Oroian Mircea, Ropciuc Sorina, Paduret Sergiu
Faculty of Food Engineering, Stefan cel Mare University of Suceava, Suceava, Romania.
J Food Sci Technol. 2018 Dec;55(12):4711-4718. doi: 10.1007/s13197-018-3415-4. Epub 2018 Sep 12.
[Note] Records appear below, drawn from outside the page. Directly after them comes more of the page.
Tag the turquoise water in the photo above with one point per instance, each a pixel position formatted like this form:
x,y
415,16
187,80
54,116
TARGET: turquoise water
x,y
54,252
The aim of this study was to evaluate the influence of honey botanical origins on rheological parameters. In order to achieve the correlation, fifty-one honey samples, of different botanical origins (acacia, polyfloral, sunflower, honeydew, and tilia), were investigated. The honey samples were analysed from physicochemical (moisture content, fructose, glucose and sucrose content) and rheological point of view (dynamic viscosity-loss modulus , elastic modulus , complex viscosity shear storage compliance- and shear loss compliance ). The rheological properties were predicted using the Artificial Neural Networks based on moisture content, glucose, fructose and sucrose. The models which predict better the rheological parameters in function of fructose, glucose, sucrose and moisture content are: MLP-1 hidden layer is predicting the G, and respectively, MLP-2 hidden layers the J, while MLP-3 hidden layers the G, respectively. The physicochemical and rheological parameters were submitted to statistical analysis as follows: Principal component analysis (PCA), Linear discriminant analysis (LDA) and Artificial neural network (ANN) in order to evaluate the usefulness of the parameters studied for honey authentication. The LDA was found the suitable method for honey botanical authentication, reaching a correct cross validation of 94.12% of the samples.
本研究的目的是评估蜂蜜植物来源对流变学参数的影响。为了实现这种相关性,对51个不同植物来源(刺槐、多花、向日葵、甘露和椴树)的蜂蜜样本进行了研究。从物理化学(水分含量、果糖、葡萄糖和蔗糖含量)和流变学角度(动态粘度-损耗模量、弹性模量、复数粘度、剪切储能柔量和剪切损耗柔量)对蜂蜜样本进行了分析。基于水分含量、葡萄糖、果糖和蔗糖,使用人工神经网络预测流变学特性。能更好地预测果糖、葡萄糖、蔗糖和水分含量函数的流变学参数的模型如下:具有1个隐藏层的多层感知器(MLP)分别预测G、和,具有2个隐藏层的MLP预测J, 而具有3个隐藏层的MLP分别预测G。对物理化学和流变学参数进行如下统计分析:主成分分析(PCA)、线性判别分析(LDA)和人工神经网络(ANN),以评估所研究参数用于蜂蜜鉴别的有效性。发现LDA是用于蜂蜜植物鉴别合适的方法,样本的正确交叉验证率达到94.12%。